夕食後、自室にての仕事の事務処理を行いながら、アルフは一人満足げだった。タイプライターの音がピアノの演奏のように軽快に紡がれる。これほどいい日はいつぶりだろうか。
「ご機嫌ね」
休憩で訪れたダイニングにエマが珍しく顔を出した。努めてアルフと二人きりにならないようにしていたはずなのに。白いワンピースの寝間着に紺色のブランケットを羽織り、手には小さな本を持っている。自分の珈琲を用意して彼女は驚く弟の隣に座った。ダイニングは静かに緊張を孕んだ。
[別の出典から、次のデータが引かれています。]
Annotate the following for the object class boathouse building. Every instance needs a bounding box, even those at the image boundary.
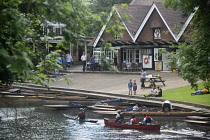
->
[91,0,194,70]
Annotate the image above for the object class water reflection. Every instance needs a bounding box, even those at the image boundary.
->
[0,107,210,140]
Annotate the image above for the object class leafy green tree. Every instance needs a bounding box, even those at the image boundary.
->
[0,0,93,85]
[165,0,210,88]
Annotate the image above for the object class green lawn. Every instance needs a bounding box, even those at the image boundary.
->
[144,84,210,105]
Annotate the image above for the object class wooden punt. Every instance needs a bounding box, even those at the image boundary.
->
[93,110,202,117]
[63,114,98,123]
[43,105,86,109]
[184,116,210,125]
[184,120,210,125]
[69,99,121,105]
[104,118,160,130]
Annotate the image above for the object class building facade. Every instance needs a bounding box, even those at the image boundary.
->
[92,0,194,70]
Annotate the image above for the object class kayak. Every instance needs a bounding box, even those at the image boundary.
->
[104,118,160,130]
[63,114,98,123]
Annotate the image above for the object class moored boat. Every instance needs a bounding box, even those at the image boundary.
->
[69,99,121,105]
[104,118,160,130]
[63,114,98,123]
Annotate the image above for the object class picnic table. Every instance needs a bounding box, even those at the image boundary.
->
[145,75,166,88]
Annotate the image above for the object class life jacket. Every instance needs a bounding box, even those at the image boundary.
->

いつになく穏やかなエマの顔色を伺っていると、こちらに顔が向けられ、アルフは姿勢を固く正した。
「タイプライターの音がこっちの部屋まで聞こえてた」
「うるさかった、かな。ごめん」
「別に。デイジーだってタイピスト大会の前日はうるさくしてたでしょ」
「そうだね……」
会話はここで途切れて盛り上がらない。体を向かい合わせていた二人は目を逸らし、会話の迷走に困惑した。糸口を見つけても広がらなければ意味がなく、気まずくなるばかりだ。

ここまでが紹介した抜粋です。